Aswath Damodaran’s work is always worth reading. Earlier I reviewed The Little Book of Valuation. The subject of today’s review, Investment Valuation: Tools and Techniques for Determining the Value of Any Asset, 3d ed. (Wiley, 2012), is the big book of valuation. It measures 7” x 10” and runs about a thousand pages. Damodaran has a web site designed to support the book, including solutions to the problems at the end of each chapter, spreadsheets and datasets that he updates periodically, and web casts of his course on valuation at NYU’s Stern Business School.
In 34 chapters Damodaran covers methods of estimating risk parameters, growth, terminal value, and equity value per share. He analyzes various valuation models. He discusses how to value companies that present challenges, such as financial service firms, firms with negative or abnormal earnings, distressed firms, start-up firms, and private firms. And much, much more.
There is, of course, no way I can possibly do justice to this book in a few paragraphs. So, by way of illustration of the book’s contents, let me share Damodaran’s explanation of a big-picture chart that tracks S&P 500 earnings-price (EP) ratios, T-bond rates, and the yield spread (T-bond minus T-bill rate) at the end of each year from 1960 to 2010. He regresses EP ratios against the level of T-bond rates and the yield spread over this data period; R2 = 0.478. “Other things remaining equal, this regression suggests that: Every 1% increase in the T-bond rate increases the EP ratio by 0.6869%. This is not surprising, but it quantifies the impact that higher interest rates have on the PE ratio. Every 1% increase in the difference between T-bond and T-bill rates reduces the EP ratio by 0.3655%. Flatter or negatively sloping term yield curves seem to correspond to lower PE ratios, and upwardly sloping yield curves to higher PE ratios. While at first sight this may seem surprising, the slope of the yield curve, at least in the United States, has been a leading indicator of economic growth, with more upwardly sloped curves going with higher growth.
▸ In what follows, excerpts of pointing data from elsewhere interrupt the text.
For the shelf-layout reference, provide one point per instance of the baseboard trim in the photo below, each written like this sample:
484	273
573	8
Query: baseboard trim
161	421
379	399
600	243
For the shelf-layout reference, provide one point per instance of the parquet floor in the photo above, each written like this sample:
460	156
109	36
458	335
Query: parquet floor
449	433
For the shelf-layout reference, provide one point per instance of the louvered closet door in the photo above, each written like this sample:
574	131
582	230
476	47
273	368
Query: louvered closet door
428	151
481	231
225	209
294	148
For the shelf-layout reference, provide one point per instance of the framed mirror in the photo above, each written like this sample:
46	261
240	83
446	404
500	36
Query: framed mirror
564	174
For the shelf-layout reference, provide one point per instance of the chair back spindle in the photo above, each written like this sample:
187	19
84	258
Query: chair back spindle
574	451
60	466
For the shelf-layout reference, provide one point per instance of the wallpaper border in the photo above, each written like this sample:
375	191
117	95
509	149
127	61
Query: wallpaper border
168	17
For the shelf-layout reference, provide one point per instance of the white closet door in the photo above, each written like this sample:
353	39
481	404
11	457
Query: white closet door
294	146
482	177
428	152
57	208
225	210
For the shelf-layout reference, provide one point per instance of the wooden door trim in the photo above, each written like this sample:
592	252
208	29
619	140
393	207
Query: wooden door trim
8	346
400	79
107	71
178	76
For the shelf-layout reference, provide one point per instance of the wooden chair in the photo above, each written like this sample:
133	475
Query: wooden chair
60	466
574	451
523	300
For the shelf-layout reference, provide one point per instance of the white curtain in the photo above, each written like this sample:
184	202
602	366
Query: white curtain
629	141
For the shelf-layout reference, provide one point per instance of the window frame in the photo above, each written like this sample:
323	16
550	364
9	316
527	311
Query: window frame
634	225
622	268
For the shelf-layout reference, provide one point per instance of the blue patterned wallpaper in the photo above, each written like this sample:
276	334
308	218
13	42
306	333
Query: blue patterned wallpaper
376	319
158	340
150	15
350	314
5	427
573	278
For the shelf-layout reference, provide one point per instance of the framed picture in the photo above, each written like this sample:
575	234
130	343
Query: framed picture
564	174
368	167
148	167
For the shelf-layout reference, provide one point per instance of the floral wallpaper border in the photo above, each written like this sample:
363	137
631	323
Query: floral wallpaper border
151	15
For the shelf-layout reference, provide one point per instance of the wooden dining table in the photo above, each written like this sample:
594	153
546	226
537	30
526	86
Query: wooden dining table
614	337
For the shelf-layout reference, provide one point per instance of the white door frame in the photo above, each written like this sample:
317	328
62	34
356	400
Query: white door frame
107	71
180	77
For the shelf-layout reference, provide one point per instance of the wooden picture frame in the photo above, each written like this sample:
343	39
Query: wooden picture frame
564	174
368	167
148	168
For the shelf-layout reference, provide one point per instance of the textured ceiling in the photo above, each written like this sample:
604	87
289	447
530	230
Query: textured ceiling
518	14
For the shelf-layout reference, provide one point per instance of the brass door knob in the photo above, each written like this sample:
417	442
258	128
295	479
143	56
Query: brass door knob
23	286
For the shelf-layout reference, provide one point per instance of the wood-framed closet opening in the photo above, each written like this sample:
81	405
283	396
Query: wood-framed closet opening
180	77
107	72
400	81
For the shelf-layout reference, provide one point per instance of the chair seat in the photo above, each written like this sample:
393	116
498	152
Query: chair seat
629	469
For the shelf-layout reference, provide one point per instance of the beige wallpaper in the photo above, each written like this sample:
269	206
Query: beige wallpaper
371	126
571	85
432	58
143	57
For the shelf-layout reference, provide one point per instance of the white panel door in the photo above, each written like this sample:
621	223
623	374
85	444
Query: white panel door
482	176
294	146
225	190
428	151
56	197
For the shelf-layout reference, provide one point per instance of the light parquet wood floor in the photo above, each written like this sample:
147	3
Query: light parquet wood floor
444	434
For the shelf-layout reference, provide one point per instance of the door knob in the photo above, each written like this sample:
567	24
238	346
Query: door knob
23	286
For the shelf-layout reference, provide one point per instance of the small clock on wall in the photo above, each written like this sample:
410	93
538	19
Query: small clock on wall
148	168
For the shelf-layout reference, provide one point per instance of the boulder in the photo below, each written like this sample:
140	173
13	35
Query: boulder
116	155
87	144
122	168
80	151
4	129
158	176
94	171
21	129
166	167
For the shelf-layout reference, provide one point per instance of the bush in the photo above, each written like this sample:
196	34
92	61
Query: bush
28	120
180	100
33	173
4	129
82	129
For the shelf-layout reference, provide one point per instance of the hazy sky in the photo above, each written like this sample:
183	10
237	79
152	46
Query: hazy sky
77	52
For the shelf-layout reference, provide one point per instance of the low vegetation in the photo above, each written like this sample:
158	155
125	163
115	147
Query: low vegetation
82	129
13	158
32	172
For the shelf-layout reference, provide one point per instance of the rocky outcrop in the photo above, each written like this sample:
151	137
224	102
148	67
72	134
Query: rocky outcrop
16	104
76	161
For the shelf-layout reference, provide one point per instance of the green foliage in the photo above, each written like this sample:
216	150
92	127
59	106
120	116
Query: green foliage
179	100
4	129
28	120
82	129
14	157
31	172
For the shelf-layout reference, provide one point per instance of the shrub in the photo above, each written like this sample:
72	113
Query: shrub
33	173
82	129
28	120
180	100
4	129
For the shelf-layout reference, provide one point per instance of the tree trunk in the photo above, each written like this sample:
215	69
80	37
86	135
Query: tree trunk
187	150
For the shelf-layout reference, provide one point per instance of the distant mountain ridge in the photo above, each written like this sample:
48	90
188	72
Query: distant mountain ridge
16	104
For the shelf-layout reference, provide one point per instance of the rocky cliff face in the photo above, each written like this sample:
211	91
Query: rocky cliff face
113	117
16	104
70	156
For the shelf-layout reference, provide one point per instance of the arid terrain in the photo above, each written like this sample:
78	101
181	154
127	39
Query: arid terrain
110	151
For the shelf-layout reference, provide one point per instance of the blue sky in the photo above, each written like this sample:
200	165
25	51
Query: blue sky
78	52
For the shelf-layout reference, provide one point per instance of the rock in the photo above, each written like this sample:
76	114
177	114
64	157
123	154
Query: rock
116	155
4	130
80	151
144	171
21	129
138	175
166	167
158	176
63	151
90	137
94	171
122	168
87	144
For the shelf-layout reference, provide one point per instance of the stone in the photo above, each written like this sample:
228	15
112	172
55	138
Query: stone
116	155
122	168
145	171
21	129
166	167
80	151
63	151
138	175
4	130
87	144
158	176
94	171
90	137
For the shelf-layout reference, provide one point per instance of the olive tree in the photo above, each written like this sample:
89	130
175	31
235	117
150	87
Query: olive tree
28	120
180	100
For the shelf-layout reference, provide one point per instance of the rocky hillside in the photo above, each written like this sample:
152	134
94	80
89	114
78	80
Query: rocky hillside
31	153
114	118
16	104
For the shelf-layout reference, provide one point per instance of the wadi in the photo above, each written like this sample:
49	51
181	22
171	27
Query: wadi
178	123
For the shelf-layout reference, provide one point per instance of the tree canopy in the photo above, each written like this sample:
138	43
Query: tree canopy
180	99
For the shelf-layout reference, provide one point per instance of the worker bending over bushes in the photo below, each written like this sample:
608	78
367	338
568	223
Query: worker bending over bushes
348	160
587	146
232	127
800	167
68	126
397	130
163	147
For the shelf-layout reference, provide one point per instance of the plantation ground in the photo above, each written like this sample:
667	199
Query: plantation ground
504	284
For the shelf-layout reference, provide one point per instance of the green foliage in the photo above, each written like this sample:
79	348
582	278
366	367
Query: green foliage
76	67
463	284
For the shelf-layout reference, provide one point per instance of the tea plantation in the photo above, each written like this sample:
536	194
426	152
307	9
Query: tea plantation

“Based on this regression, the predicted EP ratio at the beginning of 2011, with the T-bill rate at 0.13% and the T-bond rate at 3.29%, would have been … 20.77. Since the S&P 500 was trading at a multiple of 15 times earnings in early 2011, this would have indicated an undervalued market.” (p. 478) As of May 4, 2012, the market was still undervalued: the trailing 12-month EP ratio for the S&P 500 was 15.93.
For investors and students of the financial markets who want to embark on serious fundamental analysis it is critical to understand how to go about valuing stocks and other instruments. There is no short cut. The person who runs a bunch of screens (low P/E, high growth, etc.) and thinks his output gives him an investing edge is deluding himself. Fundamental analysis involves hard work and an artful touch. Damodaran’s Investment Valuation explains the hard work part. I fear no book can imbue the investor with an artful touch.